Belgrade insists that Serbian cooperation with the International Criminal Court over the Former Yugoslavia is “more than satisfactory.” The body has processed more than 160 people in 14 years · There remain two fugitives: the former head of the Bosnian Serb army and a political leader of the Serbians in Krajina

With the extradition of Radovan Karadzic to the International Criminal Tribunal for the former Yugoslavia (ICTY) in The Hague, the judicial organ of the United Nations has before it a presumptive war criminal of the highest order who was on the run only a few weeks ago. The high-ranking presumed criminal Karadzic, who arrived at the Dutch prison in Scheveningen this morning, is accused of crimes against humanity, genocide, extermination, assassinations, persecutions and deportations, among other crimes (all of which are spelled out in the report by the ICTY on the former Bosnian Serb leader).

Karadzic was handed over to The Hague by the Serbian authorities after being arrested in Belgrade on July 21. The Serbian government has confirmed, from the director of the Office of Cooperation with the Hague Tribunal, Dusan Ignjatovic, that the extradition of Karadzic was made after the period for making appeals had passed. Ignjatovic stated that the handing over of the presumed genocidal criminal is further proof that the Serbian authorities are collaborating “more than satisfactorily” with the tribunal, and he added that of more than 1,700 petitions from the court, more than 95% have been resolved “completely.”

More than 160 cases

As of today, the ICTY has processed more than 160 people for crimes over which it has jurisdiction: genocide, crimes against humanity, grave violations of the Geneva Conventions of 1949 and violations of the rules of war. The tribunal has handed down various sentences to approximately half of the people it has tried: Serb, Croat and Bosnian Muslims from Bosnia Herzegovina, Serbs and Croats from Croatia, Serbs from Serbia and Albanians from Kosovo. Until now, the harshest sentence was handed down to Stanislav Galic, an official in the Serb-Bosnian army found guilty of crimes against humanity, assassinations, violations of the rules of war, and indiscriminate attacks against the civilian population of Sarajevo. Galic was sentenced in 2003 to 20 years in prison, but in 2006 the sentence was increased to life in prison.
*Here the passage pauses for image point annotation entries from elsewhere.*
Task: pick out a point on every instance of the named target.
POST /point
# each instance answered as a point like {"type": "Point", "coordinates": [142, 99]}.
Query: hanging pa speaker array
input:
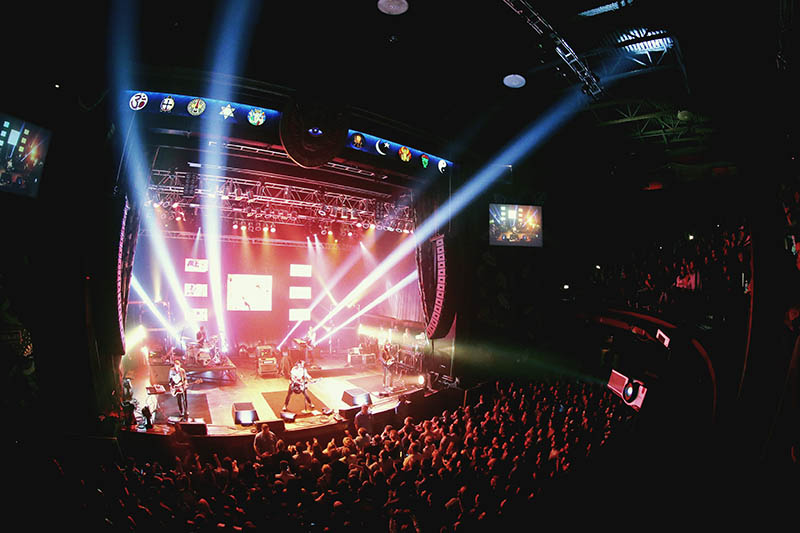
{"type": "Point", "coordinates": [313, 130]}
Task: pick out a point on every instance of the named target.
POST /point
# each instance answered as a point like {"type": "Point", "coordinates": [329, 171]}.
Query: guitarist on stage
{"type": "Point", "coordinates": [178, 386]}
{"type": "Point", "coordinates": [299, 378]}
{"type": "Point", "coordinates": [387, 362]}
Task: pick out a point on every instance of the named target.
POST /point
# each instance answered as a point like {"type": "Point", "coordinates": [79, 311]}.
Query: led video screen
{"type": "Point", "coordinates": [23, 148]}
{"type": "Point", "coordinates": [515, 225]}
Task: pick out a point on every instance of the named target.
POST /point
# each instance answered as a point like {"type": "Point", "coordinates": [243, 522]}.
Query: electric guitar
{"type": "Point", "coordinates": [387, 357]}
{"type": "Point", "coordinates": [178, 388]}
{"type": "Point", "coordinates": [299, 385]}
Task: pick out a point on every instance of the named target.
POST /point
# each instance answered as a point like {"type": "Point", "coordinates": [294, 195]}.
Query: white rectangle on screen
{"type": "Point", "coordinates": [300, 271]}
{"type": "Point", "coordinates": [195, 290]}
{"type": "Point", "coordinates": [299, 293]}
{"type": "Point", "coordinates": [195, 265]}
{"type": "Point", "coordinates": [249, 292]}
{"type": "Point", "coordinates": [299, 314]}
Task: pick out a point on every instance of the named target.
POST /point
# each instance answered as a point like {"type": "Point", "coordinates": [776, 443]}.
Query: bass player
{"type": "Point", "coordinates": [298, 381]}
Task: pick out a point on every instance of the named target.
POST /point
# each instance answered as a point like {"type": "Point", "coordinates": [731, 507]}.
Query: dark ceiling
{"type": "Point", "coordinates": [435, 72]}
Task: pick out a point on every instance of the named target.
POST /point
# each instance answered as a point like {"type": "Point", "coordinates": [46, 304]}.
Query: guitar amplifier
{"type": "Point", "coordinates": [267, 365]}
{"type": "Point", "coordinates": [356, 397]}
{"type": "Point", "coordinates": [196, 427]}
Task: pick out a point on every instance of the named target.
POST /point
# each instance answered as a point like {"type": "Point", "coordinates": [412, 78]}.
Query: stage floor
{"type": "Point", "coordinates": [212, 400]}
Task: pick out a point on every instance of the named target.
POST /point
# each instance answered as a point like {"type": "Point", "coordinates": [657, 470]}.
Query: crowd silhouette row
{"type": "Point", "coordinates": [707, 273]}
{"type": "Point", "coordinates": [466, 470]}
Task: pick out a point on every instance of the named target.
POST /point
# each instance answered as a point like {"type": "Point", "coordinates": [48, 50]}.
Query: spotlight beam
{"type": "Point", "coordinates": [520, 147]}
{"type": "Point", "coordinates": [394, 290]}
{"type": "Point", "coordinates": [153, 309]}
{"type": "Point", "coordinates": [232, 33]}
{"type": "Point", "coordinates": [132, 165]}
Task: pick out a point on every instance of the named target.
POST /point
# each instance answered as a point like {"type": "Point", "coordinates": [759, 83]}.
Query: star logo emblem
{"type": "Point", "coordinates": [227, 111]}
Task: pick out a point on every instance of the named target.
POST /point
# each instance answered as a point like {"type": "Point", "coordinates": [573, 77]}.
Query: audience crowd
{"type": "Point", "coordinates": [469, 469]}
{"type": "Point", "coordinates": [705, 273]}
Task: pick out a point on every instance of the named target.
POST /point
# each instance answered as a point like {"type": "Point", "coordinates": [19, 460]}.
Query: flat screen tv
{"type": "Point", "coordinates": [23, 150]}
{"type": "Point", "coordinates": [515, 225]}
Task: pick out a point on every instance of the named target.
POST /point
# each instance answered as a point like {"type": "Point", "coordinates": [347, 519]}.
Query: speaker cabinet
{"type": "Point", "coordinates": [356, 397]}
{"type": "Point", "coordinates": [276, 426]}
{"type": "Point", "coordinates": [313, 131]}
{"type": "Point", "coordinates": [349, 413]}
{"type": "Point", "coordinates": [194, 428]}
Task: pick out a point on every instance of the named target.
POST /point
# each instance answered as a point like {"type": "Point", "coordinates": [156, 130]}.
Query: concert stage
{"type": "Point", "coordinates": [214, 402]}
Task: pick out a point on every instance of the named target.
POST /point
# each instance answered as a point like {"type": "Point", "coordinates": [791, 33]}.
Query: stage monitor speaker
{"type": "Point", "coordinates": [357, 397]}
{"type": "Point", "coordinates": [276, 426]}
{"type": "Point", "coordinates": [194, 428]}
{"type": "Point", "coordinates": [349, 413]}
{"type": "Point", "coordinates": [244, 413]}
{"type": "Point", "coordinates": [415, 396]}
{"type": "Point", "coordinates": [296, 355]}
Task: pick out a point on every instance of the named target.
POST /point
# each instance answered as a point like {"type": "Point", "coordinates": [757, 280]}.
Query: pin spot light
{"type": "Point", "coordinates": [632, 391]}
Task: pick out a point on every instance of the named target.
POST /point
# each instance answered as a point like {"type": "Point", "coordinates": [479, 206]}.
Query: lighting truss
{"type": "Point", "coordinates": [234, 238]}
{"type": "Point", "coordinates": [589, 82]}
{"type": "Point", "coordinates": [273, 202]}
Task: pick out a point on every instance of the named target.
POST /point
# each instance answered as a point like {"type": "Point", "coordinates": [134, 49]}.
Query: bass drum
{"type": "Point", "coordinates": [204, 356]}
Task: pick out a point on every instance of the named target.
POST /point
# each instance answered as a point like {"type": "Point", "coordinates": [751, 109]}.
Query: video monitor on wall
{"type": "Point", "coordinates": [515, 225]}
{"type": "Point", "coordinates": [23, 149]}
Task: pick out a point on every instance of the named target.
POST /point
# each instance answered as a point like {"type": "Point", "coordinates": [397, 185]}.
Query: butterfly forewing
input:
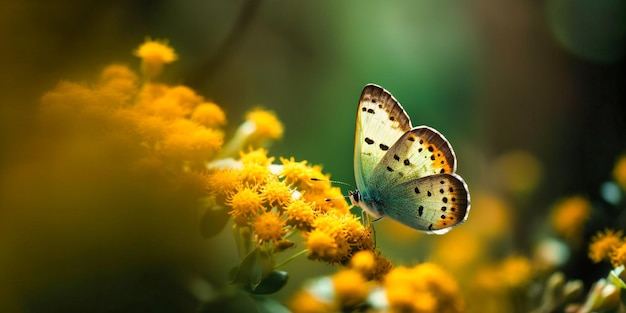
{"type": "Point", "coordinates": [380, 121]}
{"type": "Point", "coordinates": [418, 153]}
{"type": "Point", "coordinates": [433, 203]}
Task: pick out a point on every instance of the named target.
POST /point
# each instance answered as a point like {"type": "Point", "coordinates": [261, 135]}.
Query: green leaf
{"type": "Point", "coordinates": [267, 305]}
{"type": "Point", "coordinates": [249, 272]}
{"type": "Point", "coordinates": [275, 281]}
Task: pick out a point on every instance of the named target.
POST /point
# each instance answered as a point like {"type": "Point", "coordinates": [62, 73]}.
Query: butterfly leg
{"type": "Point", "coordinates": [369, 224]}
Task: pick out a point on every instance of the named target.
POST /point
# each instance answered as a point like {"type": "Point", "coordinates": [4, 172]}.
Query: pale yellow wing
{"type": "Point", "coordinates": [380, 122]}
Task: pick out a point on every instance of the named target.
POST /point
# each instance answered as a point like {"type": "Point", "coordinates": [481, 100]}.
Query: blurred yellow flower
{"type": "Point", "coordinates": [618, 256]}
{"type": "Point", "coordinates": [268, 226]}
{"type": "Point", "coordinates": [350, 287]}
{"type": "Point", "coordinates": [267, 125]}
{"type": "Point", "coordinates": [603, 244]}
{"type": "Point", "coordinates": [209, 115]}
{"type": "Point", "coordinates": [305, 302]}
{"type": "Point", "coordinates": [619, 171]}
{"type": "Point", "coordinates": [364, 262]}
{"type": "Point", "coordinates": [424, 288]}
{"type": "Point", "coordinates": [246, 203]}
{"type": "Point", "coordinates": [569, 216]}
{"type": "Point", "coordinates": [154, 54]}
Karadzic, president of the Serbian Republic of Bosnia from 1992 to 1995, was among the highest ranking politicians the ICTY has faced. Earlier there had been other relevant figures on the docket. Slobodan Milosevic, successive president of Serbia (1989-1997) and Yugoslavia (1997-2000), was accused of crimes against humanity but died in 2006 before the tribunal handed down a sentence. His successor to the Serbian presidency, Milan Milutinovic, is on trial for war crimes. Karadzic successor to the presidency of the Serbian Republic of Bosnia, Biljana Plavsic—considered an extremist even among ultranationalist Serbs— was sentenced to 11 years in prison, which he is currently carrying out in Sweden.

Mladic and Hadzic, still on the run

There remain two ranking accused criminals on the run from international justice. One is the former head of the Serbian military in Bosnia, Ratko Mladic, considered to be Karadzic right-hand man during the Bosnian conflict. Since the war ended in 1995, it has been said that Mladic might be hiding in Bosnia, in Serbia, or in Montenegro. The other fugitive is Goran Hadzic, leader of the Republic of Serbian Krajina (a self-proclaimed state in the majority Serb zones of Croatia). Some reports put him in Belarus. Regarding the two fugitives, the Serbian government says that its handing over of Karadzic demonstrates that it “is not giving refuge” to Hadzic or Mladic.